Atom Bombası ve Nükleer Santrallerin Temelini Oluşturan Olay: Radyoaktif Bozunma

"Atom bombası nasıl çalışıyor?" diyenlerdenseniz nükleer bozunmayı incelemek sorunuza temelden cevap verecektir.
iStock


radyoaktif bozunma atom bombasının mantığı olsa da; olay atomda değil, çekirdektedir

ve yarıçap bakımından atomun çekirdeği, atomdan 100.000 kat küçüktür. çekirdeğin içindeki tüm protonlar (pozitif yüklü olduklarından) birbirini ittikleri için bunları bir arada tutan kuvvetli bir tutkal olmalıdır. çekirdekler kararsız ise kararlı olmak için uğraşırlar ve büyük enerji açığa çıkartırlar.

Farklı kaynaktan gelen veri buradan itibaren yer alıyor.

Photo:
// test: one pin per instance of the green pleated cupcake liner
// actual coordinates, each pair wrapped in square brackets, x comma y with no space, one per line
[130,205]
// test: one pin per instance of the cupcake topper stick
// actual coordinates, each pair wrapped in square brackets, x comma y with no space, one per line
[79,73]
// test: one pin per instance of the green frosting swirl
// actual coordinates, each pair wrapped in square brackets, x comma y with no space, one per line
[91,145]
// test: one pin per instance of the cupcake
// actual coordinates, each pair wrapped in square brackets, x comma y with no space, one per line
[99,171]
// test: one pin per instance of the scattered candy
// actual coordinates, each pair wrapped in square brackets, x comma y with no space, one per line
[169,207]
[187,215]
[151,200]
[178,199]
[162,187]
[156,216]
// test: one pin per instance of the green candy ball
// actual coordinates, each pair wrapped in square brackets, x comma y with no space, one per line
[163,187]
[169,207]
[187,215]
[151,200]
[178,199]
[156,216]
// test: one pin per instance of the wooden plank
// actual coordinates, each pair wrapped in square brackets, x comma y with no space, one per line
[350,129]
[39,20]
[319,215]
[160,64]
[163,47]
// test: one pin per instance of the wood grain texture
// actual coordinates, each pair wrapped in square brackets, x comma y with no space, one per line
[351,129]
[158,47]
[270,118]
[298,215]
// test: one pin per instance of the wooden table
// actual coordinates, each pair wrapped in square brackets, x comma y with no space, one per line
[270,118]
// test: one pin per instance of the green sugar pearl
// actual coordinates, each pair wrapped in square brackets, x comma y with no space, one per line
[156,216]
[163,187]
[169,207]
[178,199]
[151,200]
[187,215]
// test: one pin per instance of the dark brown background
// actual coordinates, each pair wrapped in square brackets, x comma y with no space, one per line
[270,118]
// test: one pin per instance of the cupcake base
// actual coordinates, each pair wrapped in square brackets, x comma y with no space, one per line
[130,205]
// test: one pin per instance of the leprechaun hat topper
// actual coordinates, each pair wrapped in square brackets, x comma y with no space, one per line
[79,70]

süpernova gibi bazı yıldızlar patladıklarında çok büyük miktarda kütle çekim enerjisi çekirdek süreçlerine dahil edilir. bu da uranyum ve plütonyum gibi ağır elementleri meydana getirir.

ağır elementler nükleonları alfa parçacığı, elektron, pozitron ya da tek tek nötron olarak fırlatıp en kararlı yapıya doğru hareket ederler, bu da enerji açığa çıkartır. bu esas olarak üzerinden uzun zaman geçmiş bir süpernova patlamasının birikmiş enerjisidir.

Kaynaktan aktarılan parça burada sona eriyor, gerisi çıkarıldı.